ABD’nin ikili imparatorluğu soğuk savaş yıllarında devam ediyor ve
yirminci yüzyılın sonlarına kadar sürüyordu. Sovyetler Birliği’nin
dağılması ile beraber, Balkanlar, Orta Doğu, Kafkasya, Karadeniz ve
Orta Asya bölgelerindeki sosyalist düzenler yıkılıyor ve ortaya büyük bir
otorite boşluğu çıkıyordu. Böyle bir otorite boşluğu alanına ABD’nin ilgisiz
kalması düşünülemezdi, çünkü jeopolitik teorilere göre, dünyanın
merkezi alanını oluşturan bu bölgelerin başka bir siyasal gücün denetimi
altına girmesi, ABD’nin dünya üstünlüğünü tehlikeye sokar ve
ABD’nin süper güç olmasına son verirdi. Amerika ve Avrupa kıtalarında
kendine bağlı iki ayrı imparatorluk oluşturarak dünyanın tek egemen
süper gücü düzeyine gelen ABD’nin, dünyanın merkez bölgelerini
görmezden gelmesi düşünülemezdi. Nitekim, bu doğrultuda bazı
adımlar soğuk savaşın son yıllarında atılmış ve Post-Sovyet dönemi için
hazırlık yapılmıştır. Özellikle Türkiye gibi bu bölgelerin merkezinde
yeralan bir ülkede gündeme gelen son askeri dönemde, önemli yapısal
değişiklikler gerçekleştirilmiş ve bu ülke ABD’nin Avrasya bölgesindeki
yeni dönem stratejileri için hazırlanmıştır. Ülkede sola karşı ciddi bir
kampanya açılırken, ülkenin geleneksel laik rejimini sarsıntıya uğratacak
derecede ülke halkının islami kimliği gündeme getirilmiş ve
buradan Avrasya bölgesinin müslüman halklarına yönelinmek istenmiştir.
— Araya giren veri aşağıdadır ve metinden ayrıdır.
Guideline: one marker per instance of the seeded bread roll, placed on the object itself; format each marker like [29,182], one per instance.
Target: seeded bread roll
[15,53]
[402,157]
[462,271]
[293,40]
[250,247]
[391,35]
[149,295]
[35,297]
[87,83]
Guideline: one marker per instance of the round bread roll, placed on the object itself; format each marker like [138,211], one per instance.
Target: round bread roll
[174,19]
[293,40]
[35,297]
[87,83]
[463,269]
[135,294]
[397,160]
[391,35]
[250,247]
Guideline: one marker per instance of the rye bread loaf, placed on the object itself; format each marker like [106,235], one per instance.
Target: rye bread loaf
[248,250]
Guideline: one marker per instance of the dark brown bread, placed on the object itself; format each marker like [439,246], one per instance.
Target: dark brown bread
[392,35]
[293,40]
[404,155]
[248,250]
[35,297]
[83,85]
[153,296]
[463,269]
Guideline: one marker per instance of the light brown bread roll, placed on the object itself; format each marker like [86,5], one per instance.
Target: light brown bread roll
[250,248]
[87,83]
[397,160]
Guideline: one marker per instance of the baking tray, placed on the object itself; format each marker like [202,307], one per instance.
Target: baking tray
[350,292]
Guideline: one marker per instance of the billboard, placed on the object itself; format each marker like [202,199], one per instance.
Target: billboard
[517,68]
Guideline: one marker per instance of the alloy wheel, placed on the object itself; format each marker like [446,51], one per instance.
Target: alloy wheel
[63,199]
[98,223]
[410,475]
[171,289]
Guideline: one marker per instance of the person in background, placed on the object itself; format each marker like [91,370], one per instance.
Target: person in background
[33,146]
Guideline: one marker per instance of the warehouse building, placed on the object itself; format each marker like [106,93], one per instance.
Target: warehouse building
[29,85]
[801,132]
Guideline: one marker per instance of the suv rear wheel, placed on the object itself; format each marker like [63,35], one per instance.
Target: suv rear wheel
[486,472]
Sovyetler Birliği sonrasında, dünyanın önde gelen büyük ülkelerinin
yoğun siyasal baskıları nedeniyle bir satranç tahtasına dönüşen Avrasya
bölgesi, ABD’nin üçüncü imparatorluğu doğrultusunda gündeme
gelmiştir. Birinci ve ikinci imparatorluklarını korumak için ABD’nin,
dünyanın jeopolitik merkezinde ortaya çıkan otorite boşluğu alanında
yeni bir imparatorluk kurması zorunluluğu doğmuştur. İlk iki imparatorluk
ile süper güç konumuna gelen ABD, bu statüsünü koruyabilmek
için, dünyanın merkez bölgesindeki alanda benzeri bir siyasal
yapılanma gereksinmesi duymuştur. New York Times gazetesinde
yayınlanan bir makalesinde Amerikalı bir yazar, yeni Amerikan İmparatorluğu’nun sınırlarının Balkanlar’da başlayacağını ve Orta Doğu ile
Kafkasların bu imparatorluğun içeresinde yer alacağına açıkça ilan
etmiştir.4 Vietnam savaşındaki Amerikan yenilgisinin ABD’nin Asya bölgelerinde
etkili olması gerektiğini vurgulayan yazar, Amerika ve Avrupa
kıtalarının güvenliğinin Orta Doğu ve Asya bölgesine bağlı olduğunu
ileri sürmüştür. Bu nedenle, batının güvenliği nedeniyle ABD’nin
üçüncü imparatorluğunu Avrasya bölgesinde kurmasının gerekli olduğu
tartışması böylece ortaya çıkmıştır. Dünyanın büyük ülkeleri olan
Rusya, Çin, Hindistan ve Japonya’nın dengelenmesi için de ABD’nin
Avrasya bölgesinde kendisine bağlı bir üçüncü imparatorluk kurması
gerektiği savunulmuştur. ABD’nin dünyanın süper gücü düzeyine
gelmesi, Avrupa’nın eski sömürgeci ülkelerini Nato ile kendisine
bağlaması sayesinde mümkün olabilmiştir. Rusya, Çin, Hindistan ve
Japonya’nın da benzeri biçimde dengelenebilmesi için Avrasya’da
üçüncü Amerikan İmparatorluğu’nun gerekliliği tezi açıkça dile getirilmektedir.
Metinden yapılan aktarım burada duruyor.